Optionally loads weights pre-trained on ImageNet.

Parameters:
  • backbone_fn – a function that returns output tensor for the stacked residual blocks.

  • preact – whether to use pre-activation or not (True for ResNetV2, False for ResNet and ResNeXt).

  • use_bias – whether to use biases for convolutional layers or not (True for ResNet and ResNetV2, False for ResNeXt).

  • model_name – string, model name.

  • include_top – whether to include the fully-connected layer at the top of the network.

  • weights – one of None (random initialization), ‘imagenet’ (pre-training on ImageNet), or the path to the weights file to be loaded.

  • input_tensor – optional Keras tensor (i.e. output of tf.keras.layers.Input()) to use as image input for the model.

  • input_shape – optional shape tuple, only to be specified if include_top is False (otherwise the input shape has to be (224, 224, 3) (with channels_last data format) or (3, 224, 224) (with channels_first data format). It should have exactly 3 inputs channels.

Returns:

A tuple of the tf.keras.Model mapping input to final feature outputs, and a list of `IntermediateFeature`s from every block in the backbone.

Raises:

ValueError – in case of invalid argument for weights.

sleap.nn.architectures.resnet.stack_v1(x: Tensor, filters: int, blocks: int, stride1: int = 2, dilation_rate: int = 1, name: Optional[str] = None) Tensor[source]#

Create a set of stacked ResNetv1 residual blocks.

Parameters:
  • x – input tensor.

  • filters – integer, filters of the bottleneck layer in a block.
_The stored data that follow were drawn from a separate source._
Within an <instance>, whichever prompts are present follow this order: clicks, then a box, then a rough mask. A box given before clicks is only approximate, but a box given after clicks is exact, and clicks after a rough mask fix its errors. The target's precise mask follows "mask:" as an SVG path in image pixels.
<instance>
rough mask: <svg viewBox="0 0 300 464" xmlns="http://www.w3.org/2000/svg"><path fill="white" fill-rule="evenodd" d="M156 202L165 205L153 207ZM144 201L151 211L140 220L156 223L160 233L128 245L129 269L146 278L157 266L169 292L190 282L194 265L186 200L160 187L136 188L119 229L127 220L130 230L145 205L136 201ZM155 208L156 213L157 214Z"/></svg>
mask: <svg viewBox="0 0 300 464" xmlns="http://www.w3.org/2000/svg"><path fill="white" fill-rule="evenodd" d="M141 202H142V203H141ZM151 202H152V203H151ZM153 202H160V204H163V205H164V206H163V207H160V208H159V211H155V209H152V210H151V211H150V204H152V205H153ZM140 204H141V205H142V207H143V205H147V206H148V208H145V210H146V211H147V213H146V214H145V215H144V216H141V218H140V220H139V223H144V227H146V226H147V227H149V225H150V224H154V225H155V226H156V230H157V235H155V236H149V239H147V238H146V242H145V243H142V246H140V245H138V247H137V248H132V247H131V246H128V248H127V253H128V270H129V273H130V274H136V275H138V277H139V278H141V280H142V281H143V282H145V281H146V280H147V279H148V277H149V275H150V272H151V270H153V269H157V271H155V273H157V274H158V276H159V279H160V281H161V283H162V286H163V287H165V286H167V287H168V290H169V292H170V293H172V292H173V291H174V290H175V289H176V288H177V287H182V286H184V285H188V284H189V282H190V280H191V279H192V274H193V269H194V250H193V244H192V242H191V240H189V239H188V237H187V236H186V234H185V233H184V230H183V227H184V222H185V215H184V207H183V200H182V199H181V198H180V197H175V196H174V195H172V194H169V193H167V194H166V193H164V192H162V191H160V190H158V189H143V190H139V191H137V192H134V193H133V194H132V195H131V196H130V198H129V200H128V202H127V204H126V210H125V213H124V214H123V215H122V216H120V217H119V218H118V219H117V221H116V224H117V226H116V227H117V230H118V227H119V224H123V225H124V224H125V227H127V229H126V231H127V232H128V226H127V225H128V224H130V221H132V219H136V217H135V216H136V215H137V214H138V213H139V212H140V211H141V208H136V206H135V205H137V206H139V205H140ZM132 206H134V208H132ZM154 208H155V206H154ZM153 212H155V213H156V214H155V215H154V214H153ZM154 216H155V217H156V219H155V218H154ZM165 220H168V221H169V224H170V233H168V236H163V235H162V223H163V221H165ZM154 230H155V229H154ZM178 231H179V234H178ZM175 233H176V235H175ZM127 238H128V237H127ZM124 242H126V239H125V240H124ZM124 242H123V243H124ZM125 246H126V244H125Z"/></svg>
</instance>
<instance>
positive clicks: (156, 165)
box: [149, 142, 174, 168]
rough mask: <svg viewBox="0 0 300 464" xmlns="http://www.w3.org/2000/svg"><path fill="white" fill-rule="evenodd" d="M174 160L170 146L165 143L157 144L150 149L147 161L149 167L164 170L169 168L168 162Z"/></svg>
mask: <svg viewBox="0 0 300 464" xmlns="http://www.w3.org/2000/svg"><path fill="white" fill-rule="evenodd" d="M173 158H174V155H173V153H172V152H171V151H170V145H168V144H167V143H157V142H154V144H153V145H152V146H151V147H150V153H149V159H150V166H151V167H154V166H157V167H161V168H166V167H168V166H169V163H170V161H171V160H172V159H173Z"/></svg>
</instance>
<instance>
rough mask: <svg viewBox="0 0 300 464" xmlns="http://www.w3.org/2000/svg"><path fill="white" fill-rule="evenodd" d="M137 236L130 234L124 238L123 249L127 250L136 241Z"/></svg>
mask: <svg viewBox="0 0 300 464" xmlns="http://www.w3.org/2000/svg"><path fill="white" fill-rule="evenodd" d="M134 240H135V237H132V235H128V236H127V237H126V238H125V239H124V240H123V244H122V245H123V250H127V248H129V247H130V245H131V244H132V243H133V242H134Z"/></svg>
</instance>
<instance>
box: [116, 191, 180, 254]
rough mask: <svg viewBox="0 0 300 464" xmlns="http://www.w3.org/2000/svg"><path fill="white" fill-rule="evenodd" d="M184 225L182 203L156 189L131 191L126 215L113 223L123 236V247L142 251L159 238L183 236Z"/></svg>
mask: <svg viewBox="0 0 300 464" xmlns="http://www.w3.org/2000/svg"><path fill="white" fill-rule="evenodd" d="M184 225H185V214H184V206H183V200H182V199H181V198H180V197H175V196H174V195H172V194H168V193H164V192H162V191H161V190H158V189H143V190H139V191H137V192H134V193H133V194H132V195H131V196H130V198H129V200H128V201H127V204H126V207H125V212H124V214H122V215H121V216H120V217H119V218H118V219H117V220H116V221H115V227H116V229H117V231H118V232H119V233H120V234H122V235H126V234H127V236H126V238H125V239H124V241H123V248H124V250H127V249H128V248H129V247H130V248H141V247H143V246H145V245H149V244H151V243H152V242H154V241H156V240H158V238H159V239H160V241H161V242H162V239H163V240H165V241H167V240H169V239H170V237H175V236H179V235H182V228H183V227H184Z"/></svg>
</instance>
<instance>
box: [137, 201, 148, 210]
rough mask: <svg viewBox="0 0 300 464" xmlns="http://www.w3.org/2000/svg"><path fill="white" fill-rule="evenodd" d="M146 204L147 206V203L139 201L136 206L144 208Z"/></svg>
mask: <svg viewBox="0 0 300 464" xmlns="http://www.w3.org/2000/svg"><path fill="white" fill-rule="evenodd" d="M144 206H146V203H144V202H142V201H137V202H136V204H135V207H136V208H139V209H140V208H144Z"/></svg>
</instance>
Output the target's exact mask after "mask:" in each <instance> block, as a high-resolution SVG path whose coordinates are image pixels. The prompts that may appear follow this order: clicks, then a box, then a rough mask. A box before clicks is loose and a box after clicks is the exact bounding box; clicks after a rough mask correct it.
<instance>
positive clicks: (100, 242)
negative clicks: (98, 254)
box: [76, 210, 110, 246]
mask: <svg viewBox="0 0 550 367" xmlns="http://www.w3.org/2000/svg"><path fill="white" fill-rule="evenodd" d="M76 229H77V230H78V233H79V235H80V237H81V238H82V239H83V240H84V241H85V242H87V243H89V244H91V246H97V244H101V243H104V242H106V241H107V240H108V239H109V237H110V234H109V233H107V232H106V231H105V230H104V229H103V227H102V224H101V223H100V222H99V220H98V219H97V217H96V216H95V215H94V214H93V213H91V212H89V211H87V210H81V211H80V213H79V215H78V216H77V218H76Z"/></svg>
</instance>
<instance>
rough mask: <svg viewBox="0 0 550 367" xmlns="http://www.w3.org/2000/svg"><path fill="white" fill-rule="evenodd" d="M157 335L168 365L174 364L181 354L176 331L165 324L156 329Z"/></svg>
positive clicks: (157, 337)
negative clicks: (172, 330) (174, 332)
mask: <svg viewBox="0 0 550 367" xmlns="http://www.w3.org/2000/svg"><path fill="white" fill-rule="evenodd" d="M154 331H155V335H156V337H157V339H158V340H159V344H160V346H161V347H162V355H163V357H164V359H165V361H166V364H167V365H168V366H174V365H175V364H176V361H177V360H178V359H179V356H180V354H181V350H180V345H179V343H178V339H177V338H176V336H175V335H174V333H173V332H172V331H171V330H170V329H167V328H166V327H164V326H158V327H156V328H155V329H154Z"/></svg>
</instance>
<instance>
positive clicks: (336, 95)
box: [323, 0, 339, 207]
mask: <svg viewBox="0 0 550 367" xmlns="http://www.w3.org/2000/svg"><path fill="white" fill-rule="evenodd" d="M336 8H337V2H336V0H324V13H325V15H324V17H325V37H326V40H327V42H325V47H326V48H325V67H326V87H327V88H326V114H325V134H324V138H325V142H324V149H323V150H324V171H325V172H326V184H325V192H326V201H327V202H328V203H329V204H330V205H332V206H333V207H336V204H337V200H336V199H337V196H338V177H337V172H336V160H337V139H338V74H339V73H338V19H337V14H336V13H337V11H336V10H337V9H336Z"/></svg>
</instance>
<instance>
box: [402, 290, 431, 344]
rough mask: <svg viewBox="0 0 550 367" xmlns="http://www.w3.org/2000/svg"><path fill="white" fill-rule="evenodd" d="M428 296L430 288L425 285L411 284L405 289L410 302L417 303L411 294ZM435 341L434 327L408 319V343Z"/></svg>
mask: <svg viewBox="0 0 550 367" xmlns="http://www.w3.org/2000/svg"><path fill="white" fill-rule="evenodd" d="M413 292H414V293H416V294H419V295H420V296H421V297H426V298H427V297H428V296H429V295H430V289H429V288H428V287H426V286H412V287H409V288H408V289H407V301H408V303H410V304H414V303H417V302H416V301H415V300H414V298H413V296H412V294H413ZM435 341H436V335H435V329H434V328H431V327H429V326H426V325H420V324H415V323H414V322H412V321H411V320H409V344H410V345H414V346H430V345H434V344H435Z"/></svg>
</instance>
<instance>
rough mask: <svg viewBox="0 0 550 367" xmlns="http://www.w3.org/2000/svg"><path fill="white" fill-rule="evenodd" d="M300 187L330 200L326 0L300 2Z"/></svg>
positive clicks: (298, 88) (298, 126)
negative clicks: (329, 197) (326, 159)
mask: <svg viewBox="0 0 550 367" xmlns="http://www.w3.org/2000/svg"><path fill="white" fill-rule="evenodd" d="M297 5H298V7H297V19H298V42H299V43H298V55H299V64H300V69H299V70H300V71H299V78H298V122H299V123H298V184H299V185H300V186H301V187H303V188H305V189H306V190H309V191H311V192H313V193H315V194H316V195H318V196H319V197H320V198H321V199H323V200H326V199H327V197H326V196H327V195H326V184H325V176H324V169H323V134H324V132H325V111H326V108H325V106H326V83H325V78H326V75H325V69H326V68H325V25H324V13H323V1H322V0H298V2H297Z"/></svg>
  • blocks – integer, blocks in the stacked blocks.

  • stride1 – default 2, stride of the first layer in the first block.

  • dilation_rate – default 1, atrous convolution dilation rate of first layer in the first block.

  • name – string, stack label.

Returns:

Output tensor for the stacked blocks.

sleap.nn.architectures.resnet.tile_channels(X: Tensor) Tensor[source]#

Tile single channel to 3 channel tensor.

This functon is useful to replicate grayscale single-channel images into 3-channel monochrome RGB images.

Parameters:

X – Tensor of shape (samples, height, width, 1).

Returns:

Tensor of shape (samples, height, width, 3) where the channels are identical.